Вчера вот все было очень странно. Жорик нахмурился: сначала эта дикая головная боль, известие о проклятии (и эта Марина похоже не при чем! Но кто еще мог попытаться его проклясть?!). А потом новости в телевизоре, с каким-то левым мужиком вместо привычной физиономии неизменного Председателя Комиссарова, и резко постранневший Алекс: что за бред, всегда был Длинноносов, что ты несешь.

Ага, как бы не так. Уж Длинноносов-то слишком знакомая фамилия, чтобы Жорик мог ее перепутать. Это же фамилия Дэнчика! Почти брата. Они оба родились в Еловце с разницей в три месяца. И всю жизнь прожили бок о бок, за исключением последнего года… Жорик вздохнул.
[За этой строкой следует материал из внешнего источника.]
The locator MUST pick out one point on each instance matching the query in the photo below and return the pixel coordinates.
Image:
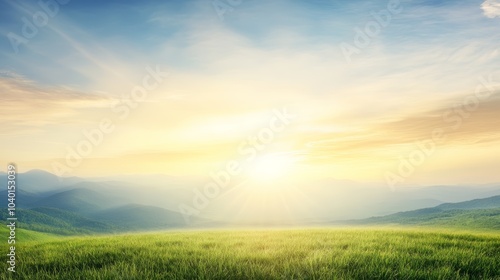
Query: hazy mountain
(23, 198)
(478, 213)
(37, 181)
(484, 203)
(57, 221)
(140, 217)
(75, 200)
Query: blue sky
(262, 55)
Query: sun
(270, 168)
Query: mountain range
(75, 205)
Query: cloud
(24, 103)
(491, 8)
(462, 128)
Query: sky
(397, 92)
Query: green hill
(265, 254)
(479, 214)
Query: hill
(266, 254)
(75, 200)
(480, 214)
(140, 217)
(56, 221)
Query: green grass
(264, 254)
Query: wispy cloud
(491, 8)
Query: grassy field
(262, 254)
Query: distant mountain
(23, 198)
(484, 203)
(140, 217)
(38, 181)
(74, 200)
(475, 214)
(57, 221)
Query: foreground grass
(265, 254)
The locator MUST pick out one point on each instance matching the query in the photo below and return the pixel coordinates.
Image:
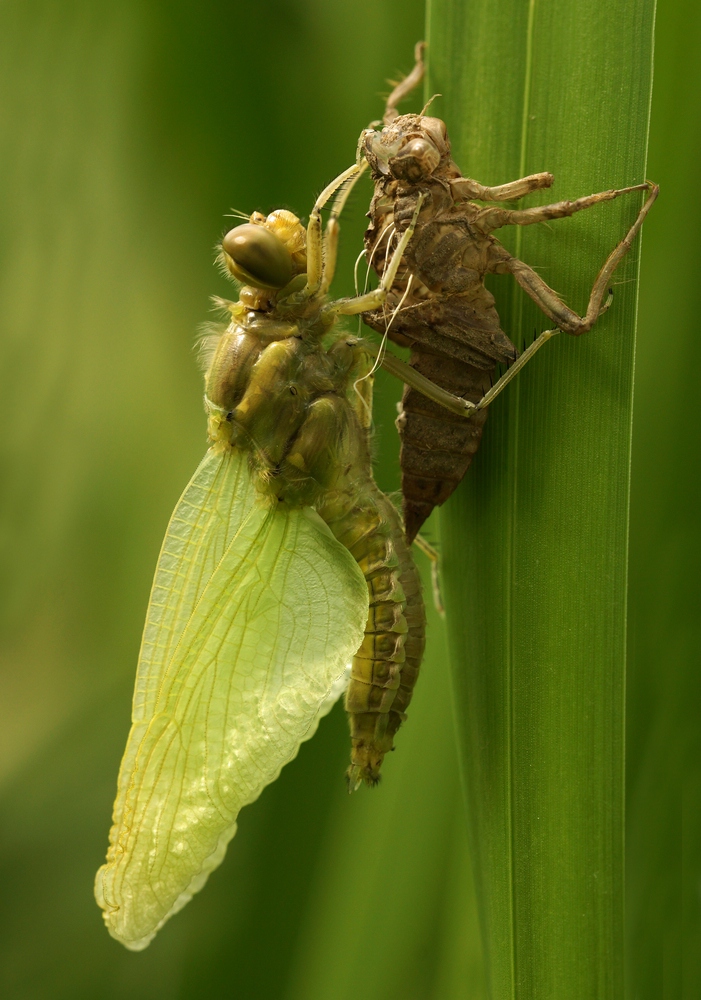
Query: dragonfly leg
(541, 293)
(408, 84)
(456, 404)
(432, 555)
(315, 240)
(375, 298)
(468, 189)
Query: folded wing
(255, 612)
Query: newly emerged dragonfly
(438, 305)
(282, 563)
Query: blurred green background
(128, 131)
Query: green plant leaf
(535, 542)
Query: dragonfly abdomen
(385, 668)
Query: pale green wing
(254, 614)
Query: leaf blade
(536, 541)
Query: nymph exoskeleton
(438, 303)
(282, 563)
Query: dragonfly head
(267, 252)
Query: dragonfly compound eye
(416, 161)
(257, 257)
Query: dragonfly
(438, 305)
(284, 576)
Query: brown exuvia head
(411, 148)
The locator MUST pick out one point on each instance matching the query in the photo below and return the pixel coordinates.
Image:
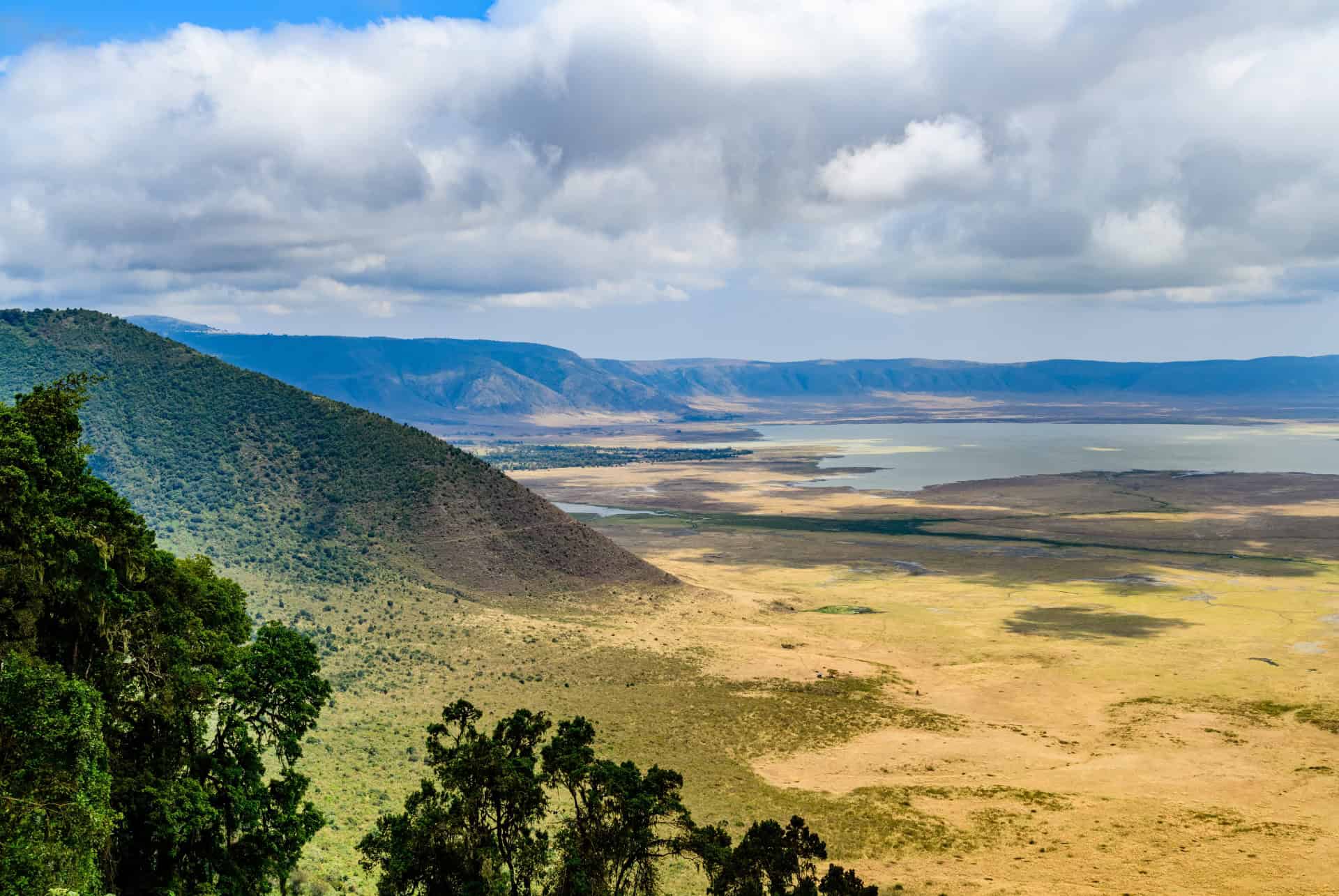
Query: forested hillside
(263, 476)
(428, 381)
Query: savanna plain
(1082, 683)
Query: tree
(623, 823)
(55, 796)
(154, 657)
(473, 829)
(771, 860)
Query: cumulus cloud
(577, 153)
(935, 160)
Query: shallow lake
(595, 509)
(914, 456)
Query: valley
(1094, 683)
(1104, 682)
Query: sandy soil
(1125, 682)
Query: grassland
(1015, 715)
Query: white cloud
(1152, 236)
(934, 158)
(577, 153)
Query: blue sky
(24, 22)
(644, 179)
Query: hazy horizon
(1109, 180)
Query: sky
(990, 180)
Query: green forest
(151, 738)
(283, 485)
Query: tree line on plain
(151, 738)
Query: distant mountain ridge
(275, 480)
(430, 379)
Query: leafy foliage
(55, 791)
(478, 827)
(474, 829)
(621, 821)
(141, 721)
(276, 481)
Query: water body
(595, 509)
(914, 456)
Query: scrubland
(1089, 685)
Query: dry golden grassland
(1069, 685)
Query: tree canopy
(149, 738)
(484, 824)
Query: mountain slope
(429, 379)
(264, 476)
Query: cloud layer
(582, 153)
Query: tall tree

Мама дирижировала продуктами. Новые блины разом с двух сковородок переворачивались и перелетали в стопку. Одновременно складывались в контейнер котлеты отцу на обед, и в еще две емкости сыпалась какая-то еда – отцу на ужин и на ночной перекус. Значит, снова на долгое дежурство.

Маме вечером Жорик тоже попытался рассказать про исчезновение Комиссарова и появление кого-то нового. Но она, хоть и не стала кипятиться на пустом месте, нахмурилась. Предложила Жорика показать врачу: вдруг проклятие все-таки подействовало. Это бы, конечно, многое объяснило. Но поведение мамы насторожило. Что с ними не так?
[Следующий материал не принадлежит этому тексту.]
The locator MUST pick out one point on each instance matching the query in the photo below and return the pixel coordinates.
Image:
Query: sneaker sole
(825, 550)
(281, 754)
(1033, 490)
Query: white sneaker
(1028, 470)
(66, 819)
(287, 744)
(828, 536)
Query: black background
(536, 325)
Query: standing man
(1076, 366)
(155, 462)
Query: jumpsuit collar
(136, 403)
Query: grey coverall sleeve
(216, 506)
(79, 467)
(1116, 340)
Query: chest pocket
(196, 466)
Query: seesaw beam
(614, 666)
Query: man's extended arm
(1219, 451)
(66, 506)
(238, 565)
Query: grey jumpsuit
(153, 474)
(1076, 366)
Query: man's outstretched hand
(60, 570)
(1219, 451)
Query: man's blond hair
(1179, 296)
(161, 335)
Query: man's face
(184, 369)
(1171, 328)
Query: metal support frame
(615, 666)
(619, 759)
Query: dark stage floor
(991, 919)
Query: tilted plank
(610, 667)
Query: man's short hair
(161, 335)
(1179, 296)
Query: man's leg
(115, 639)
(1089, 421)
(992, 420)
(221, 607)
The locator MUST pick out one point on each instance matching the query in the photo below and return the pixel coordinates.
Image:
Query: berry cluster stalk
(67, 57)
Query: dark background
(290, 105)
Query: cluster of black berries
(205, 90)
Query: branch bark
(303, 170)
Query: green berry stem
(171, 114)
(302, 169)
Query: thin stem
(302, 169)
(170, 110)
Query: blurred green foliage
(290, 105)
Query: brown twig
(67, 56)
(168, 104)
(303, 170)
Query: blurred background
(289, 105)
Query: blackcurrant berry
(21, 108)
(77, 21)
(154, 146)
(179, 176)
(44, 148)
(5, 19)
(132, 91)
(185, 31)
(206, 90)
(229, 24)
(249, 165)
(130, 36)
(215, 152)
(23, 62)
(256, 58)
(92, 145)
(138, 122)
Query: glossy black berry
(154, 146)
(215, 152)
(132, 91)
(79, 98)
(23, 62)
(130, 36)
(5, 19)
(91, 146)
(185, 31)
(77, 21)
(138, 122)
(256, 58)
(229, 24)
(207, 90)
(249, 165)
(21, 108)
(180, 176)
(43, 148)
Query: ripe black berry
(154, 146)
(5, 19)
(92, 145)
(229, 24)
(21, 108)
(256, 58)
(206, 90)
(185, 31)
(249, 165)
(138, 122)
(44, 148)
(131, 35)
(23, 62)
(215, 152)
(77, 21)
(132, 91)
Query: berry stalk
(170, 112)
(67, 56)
Под столом, положив голову на колени Жорика, умирала от голода несчастная Муха – единственный зверь в квартире Глефовых, принадлежавший не самому Жорику. Доберман отца жила с ними, сколько Жорик себя помнил, – появилась еще задолго до самого Жорика, и при этом даже не старела. Чудесный Китеж, только за долгую жизнь зверей его уже можно любить.

У голодающей Мухи-то вон миска с кормом даже не опустела, и припадающая на переднюю лапу кошка Мурка уже вытаскивала у попрошайки какие-то аппетитные кусочки.
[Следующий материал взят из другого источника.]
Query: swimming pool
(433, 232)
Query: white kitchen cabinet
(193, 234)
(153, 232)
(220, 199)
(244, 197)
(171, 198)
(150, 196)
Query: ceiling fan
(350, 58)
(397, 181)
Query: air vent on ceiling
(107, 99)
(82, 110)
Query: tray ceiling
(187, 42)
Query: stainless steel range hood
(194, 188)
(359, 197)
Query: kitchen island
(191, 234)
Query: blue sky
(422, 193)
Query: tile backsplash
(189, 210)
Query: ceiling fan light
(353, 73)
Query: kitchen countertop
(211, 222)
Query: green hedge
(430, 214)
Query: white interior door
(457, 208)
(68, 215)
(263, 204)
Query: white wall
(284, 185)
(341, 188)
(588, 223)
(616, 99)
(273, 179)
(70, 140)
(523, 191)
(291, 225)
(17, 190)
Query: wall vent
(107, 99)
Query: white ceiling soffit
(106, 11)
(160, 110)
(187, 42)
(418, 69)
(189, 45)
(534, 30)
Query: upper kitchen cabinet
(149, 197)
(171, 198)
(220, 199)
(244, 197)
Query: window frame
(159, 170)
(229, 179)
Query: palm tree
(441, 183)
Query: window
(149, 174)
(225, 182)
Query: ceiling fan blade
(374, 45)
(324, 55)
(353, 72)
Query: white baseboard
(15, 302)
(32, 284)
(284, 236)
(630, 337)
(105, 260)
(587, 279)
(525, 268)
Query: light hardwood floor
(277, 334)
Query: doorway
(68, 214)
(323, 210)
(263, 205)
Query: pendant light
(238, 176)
– В холодильнике будет суп, поешь после гимназии, – не оборачиваясь, сказала мама. – И если кто-то из друзей придет, хватит. Обязательно покорми, не жуйте одни бутерброды.

– Не, я сегодня вряд ли с друзьями. У Алекса скоро турнир, он тренироваться весь день будет. А Серегу родители на этой неделе уже отпускали, значит не раньше следующего месяца снова придет. Если еще с оценками все норм будет.

Мама ничего не ответила, но Жорику даже не требовалось видеть ее лица, чтобы знать, как она сейчас укоризненно поджимает губы: она не одобряла методы воспитания многих родителей, что в Еловце, что тут в Китеже.

– А в следующем году и сам на турнир? – на кухне показался отец. Не выспавшийся, помятый. Вчера вернулся со смены, когда Жорик уже ложился. И снова на дежурство.

– Нууу, – неопределенно протянул Жорик, водя в воздухе перепачканной вареньем ложкой.

– Или на художественную ворожбу пойдешь? – изогнул темную бровь отец.